São Paulo registra os dois primeiros casos humanos de febre do Nilo Ocidental

Pacientes são de Ribeirão Preto e São José do Rio Preto; Ministério da Saúde também confirma casos em Santa Catarina, com um óbito

Foto: CDC

O estado de São Paulo confirmou seus dois primeiros casos humanos de febre do Nilo Ocidental, segundo informações do Centro de Vigilância Epidemiológica Prof. Alexandre Vranjac, ligado à Secretaria de Estado da Saúde. Os pacientes são uma mulher de 34 anos, moradora de Ribeirão Preto, e uma adolescente de 18 anos, residente em São José do Rio Preto.
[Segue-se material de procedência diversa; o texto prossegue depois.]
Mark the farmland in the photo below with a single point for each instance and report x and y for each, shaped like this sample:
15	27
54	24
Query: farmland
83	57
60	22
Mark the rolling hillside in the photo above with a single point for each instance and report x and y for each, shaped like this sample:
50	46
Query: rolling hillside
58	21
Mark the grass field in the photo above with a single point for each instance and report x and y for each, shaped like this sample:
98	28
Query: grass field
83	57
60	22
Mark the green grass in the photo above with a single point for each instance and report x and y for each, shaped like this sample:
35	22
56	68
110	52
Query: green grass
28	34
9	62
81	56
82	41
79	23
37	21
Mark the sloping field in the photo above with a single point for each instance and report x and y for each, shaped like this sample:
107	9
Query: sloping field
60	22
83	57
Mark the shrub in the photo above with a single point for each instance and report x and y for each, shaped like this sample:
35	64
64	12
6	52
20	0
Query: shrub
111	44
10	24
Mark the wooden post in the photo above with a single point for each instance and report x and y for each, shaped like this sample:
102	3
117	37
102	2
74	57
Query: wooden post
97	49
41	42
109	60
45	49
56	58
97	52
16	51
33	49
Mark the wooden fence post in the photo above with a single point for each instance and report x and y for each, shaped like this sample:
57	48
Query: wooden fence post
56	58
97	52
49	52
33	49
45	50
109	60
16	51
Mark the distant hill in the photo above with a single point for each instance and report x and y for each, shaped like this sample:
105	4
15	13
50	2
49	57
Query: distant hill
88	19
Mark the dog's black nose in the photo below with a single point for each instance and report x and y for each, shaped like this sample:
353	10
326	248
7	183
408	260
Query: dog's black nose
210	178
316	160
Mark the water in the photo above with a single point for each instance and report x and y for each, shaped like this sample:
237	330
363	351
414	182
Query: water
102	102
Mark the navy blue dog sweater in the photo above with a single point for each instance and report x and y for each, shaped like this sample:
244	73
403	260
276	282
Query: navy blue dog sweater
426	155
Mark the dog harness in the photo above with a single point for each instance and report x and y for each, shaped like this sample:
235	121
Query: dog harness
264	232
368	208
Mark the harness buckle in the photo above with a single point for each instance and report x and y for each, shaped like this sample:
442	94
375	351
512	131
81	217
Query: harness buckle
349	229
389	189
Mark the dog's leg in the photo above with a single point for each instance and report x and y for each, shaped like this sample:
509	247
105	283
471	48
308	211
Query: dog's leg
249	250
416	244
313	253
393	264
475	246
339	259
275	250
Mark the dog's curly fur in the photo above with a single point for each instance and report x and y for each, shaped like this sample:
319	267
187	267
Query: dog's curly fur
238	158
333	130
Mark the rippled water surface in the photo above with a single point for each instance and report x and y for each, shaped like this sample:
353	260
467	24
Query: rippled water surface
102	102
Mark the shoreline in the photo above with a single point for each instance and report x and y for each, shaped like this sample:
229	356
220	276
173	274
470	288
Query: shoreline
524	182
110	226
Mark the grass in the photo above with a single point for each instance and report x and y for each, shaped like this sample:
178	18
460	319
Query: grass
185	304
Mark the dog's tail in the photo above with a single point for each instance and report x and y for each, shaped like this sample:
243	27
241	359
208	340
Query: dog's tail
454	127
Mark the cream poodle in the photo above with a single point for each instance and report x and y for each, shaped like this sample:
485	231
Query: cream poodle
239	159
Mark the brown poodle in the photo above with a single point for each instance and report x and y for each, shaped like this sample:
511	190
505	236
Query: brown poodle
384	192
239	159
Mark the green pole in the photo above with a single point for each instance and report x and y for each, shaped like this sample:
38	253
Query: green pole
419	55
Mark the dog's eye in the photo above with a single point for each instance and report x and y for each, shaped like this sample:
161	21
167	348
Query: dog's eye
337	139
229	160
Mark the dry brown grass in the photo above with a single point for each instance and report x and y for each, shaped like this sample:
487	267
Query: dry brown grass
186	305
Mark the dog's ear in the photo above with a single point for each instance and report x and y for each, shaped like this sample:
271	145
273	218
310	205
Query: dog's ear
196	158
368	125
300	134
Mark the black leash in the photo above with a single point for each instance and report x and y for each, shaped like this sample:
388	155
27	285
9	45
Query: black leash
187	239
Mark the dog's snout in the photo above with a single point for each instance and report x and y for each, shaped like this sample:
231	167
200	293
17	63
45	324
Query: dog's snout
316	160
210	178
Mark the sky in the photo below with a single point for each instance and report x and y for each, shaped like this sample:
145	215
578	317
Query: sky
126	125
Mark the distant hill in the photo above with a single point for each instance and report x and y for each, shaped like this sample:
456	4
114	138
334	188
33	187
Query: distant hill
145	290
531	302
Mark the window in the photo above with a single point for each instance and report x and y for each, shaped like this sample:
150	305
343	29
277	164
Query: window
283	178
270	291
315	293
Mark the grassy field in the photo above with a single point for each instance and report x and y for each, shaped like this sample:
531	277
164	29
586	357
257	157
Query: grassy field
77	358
De acordo com o órgão, a primeira paciente relatou ter viajado recentemente para a região amazônica e já se recuperou da infecção. A adolescente, por sua vez, permanece internada e segue sob acompanhamento médico. Trata-se da primeira vez que o estado paulista registra casos da doença em humanos desde que o monitoramento epidemiológico começou a ser realizado.

A diretora do centro de vigilância, Tatiana Lang D’Agostini, destacou que a confirmação dos casos reforça a necessidade de manter o acompanhamento contínuo da situação, com equipes estaduais e municipais atuando na investigação para identificar o provável local de infecção e orientar medidas preventivas junto à população.

Em âmbito nacional, o Ministério da Saúde também confirmou dois casos da doença em Santa Catarina, sendo que um deles evoluiu para óbito, além de um caso considerado provável no Piauí. Diante do cenário, a pasta afirmou que mantém a vigilância epidemiológica e laboratorial ativa em todo o país, com o objetivo de identificar novos casos e possíveis áreas de transmissão do vírus.

A febre do Nilo Ocidental é transmitida pela picada de mosquitos infectados, principalmente da espécie Culex, popularmente conhecida como pernilongo. A infecção pode ocorrer sem apresentar sintomas na maioria dos casos, já que estima-se que apenas cerca de 20% das pessoas infectadas desenvolvam manifestações clínicas, geralmente leves.

Entre os sintomas mais comuns estão febre, mal-estar, falta de apetite, náuseas, vômitos, dores de cabeça e musculares, além de dor nos olhos, manchas na pele e aumento dos gânglios linfáticos. Em casos mais graves, a doença pode evoluir para confusão mental, rebaixamento do nível de consciência, tremores e convulsões, sendo necessária avaliação médica imediata quando esses sinais aparecem.

Os quadros clínicos variam bastante, podendo ir de uma febre passageira a complicações neurológicas mais sérias, como encefalite e meningite. O diagnóstico é realizado por meio de avaliação clínica combinada a exames laboratoriais, especialmente em pacientes que apresentam sintomas compatíveis e histórico de exposição a áreas com presença do mosquito transmissor.

Atualmente, não existe vacina nem tratamento antiviral específico para a febre do Nilo Ocidental em humanos. O manejo clínico é voltado ao alívio dos sintomas, com repouso, hidratação e acompanhamento médico conforme a evolução de cada paciente. Em situações mais graves, pode ser necessária internação hospitalar, incluindo suporte em unidade de terapia intensiva, com reposição de líquidos por via intravenosa, suporte respiratório e medidas para prevenir complicações adicionais.